In conclusion, MTH1 is expressed in the platelet mitochondria and its deficiency impairs GPCR-dependent platelet function and thrombus formation, indicating that MTH1 might be a potential target for preventing thrombotic defects.
Methods
Animals
Mice aged 6–10 weeks old with an equal sex ratio were used in this study. All mice were housed, bred and maintained in the Laboratory Animal Center under standard husbandry conditions at Xuzhou Medical University under 12 h/12 h light-dark cycles, controlled temperatures (22–24 °C) and 40-50% humidity with free access to food and water. C57BL/6-Tg (Pf4-icre) Q3Rsko/J mice (Strain #: 008535) were purchased from Jackson Laboratory. C57BL/6J wide-type mice were purchased from Beijing Vital River Laboratory Animal Technology Co., Ltd.
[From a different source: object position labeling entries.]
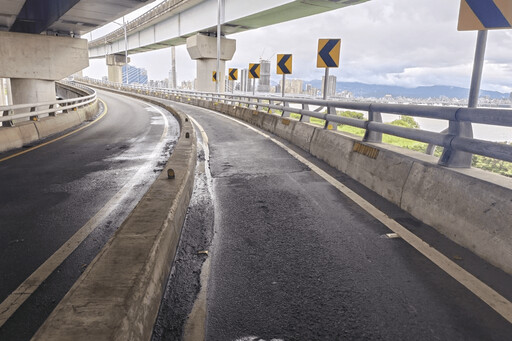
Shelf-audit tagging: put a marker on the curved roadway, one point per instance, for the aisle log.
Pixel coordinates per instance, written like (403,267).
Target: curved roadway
(73,193)
(293,258)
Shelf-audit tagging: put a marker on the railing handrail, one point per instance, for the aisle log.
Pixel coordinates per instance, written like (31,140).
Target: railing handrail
(456,139)
(7,111)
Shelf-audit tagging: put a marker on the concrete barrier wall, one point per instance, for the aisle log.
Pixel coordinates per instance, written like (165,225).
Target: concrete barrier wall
(25,133)
(118,296)
(470,206)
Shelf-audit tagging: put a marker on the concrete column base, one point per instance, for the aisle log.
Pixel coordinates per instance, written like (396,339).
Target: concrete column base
(203,49)
(204,69)
(115,63)
(25,91)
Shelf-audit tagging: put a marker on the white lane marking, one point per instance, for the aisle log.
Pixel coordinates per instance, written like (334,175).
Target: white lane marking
(27,288)
(496,301)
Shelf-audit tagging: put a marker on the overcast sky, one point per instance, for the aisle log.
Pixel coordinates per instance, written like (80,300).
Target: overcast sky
(396,42)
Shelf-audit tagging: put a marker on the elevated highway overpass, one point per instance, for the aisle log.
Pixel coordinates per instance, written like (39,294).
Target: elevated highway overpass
(194,22)
(41,42)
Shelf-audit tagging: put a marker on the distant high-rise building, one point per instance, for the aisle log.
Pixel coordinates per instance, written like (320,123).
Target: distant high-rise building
(293,86)
(264,81)
(135,75)
(331,85)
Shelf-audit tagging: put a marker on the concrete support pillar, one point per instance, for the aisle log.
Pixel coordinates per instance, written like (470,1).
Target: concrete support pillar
(115,63)
(3,92)
(203,49)
(33,62)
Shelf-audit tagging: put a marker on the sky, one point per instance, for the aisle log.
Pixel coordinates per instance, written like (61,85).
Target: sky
(395,42)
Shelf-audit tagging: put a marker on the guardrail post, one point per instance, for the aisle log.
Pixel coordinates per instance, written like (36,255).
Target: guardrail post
(332,125)
(52,114)
(305,118)
(286,113)
(373,136)
(451,157)
(8,123)
(431,148)
(33,118)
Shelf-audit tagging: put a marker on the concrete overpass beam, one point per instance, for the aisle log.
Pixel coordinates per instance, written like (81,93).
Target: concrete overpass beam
(34,62)
(115,63)
(203,49)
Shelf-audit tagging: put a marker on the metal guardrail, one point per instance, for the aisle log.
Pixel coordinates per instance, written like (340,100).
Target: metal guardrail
(33,111)
(457,140)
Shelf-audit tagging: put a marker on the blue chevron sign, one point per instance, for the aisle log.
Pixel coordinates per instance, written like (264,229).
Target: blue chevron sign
(254,70)
(485,14)
(284,64)
(328,53)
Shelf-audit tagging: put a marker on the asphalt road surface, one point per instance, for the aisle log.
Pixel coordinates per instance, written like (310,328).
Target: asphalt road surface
(292,258)
(91,179)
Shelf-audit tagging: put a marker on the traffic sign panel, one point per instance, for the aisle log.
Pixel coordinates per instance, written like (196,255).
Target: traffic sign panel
(284,64)
(485,14)
(254,70)
(328,53)
(233,74)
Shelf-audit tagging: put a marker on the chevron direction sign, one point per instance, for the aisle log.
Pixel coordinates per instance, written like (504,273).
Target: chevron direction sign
(485,14)
(254,70)
(233,74)
(328,53)
(284,64)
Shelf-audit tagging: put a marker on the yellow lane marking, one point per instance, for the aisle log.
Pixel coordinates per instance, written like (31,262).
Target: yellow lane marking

The control mice were MTH1 floxed and negative Cre recombinase with matched genetic background, age and sex. Both male and female mice were used in this study and selected using a randomized approach throughout the study. To minimize animal suffering, all possible efforts were made and mice were euthanized by CO2 inhalation. All mice were fed on a normal chow diet (#P1101F, Shanghai Pluteng Biotechnology Co., Ltd., China). The experimental procedures were approved by the Animal Care and Use Committee of Xuzhou Medical University and performed in accordance the guide for the Care and Use of Laboratory Animals published by the U.S. National Institutes of Health.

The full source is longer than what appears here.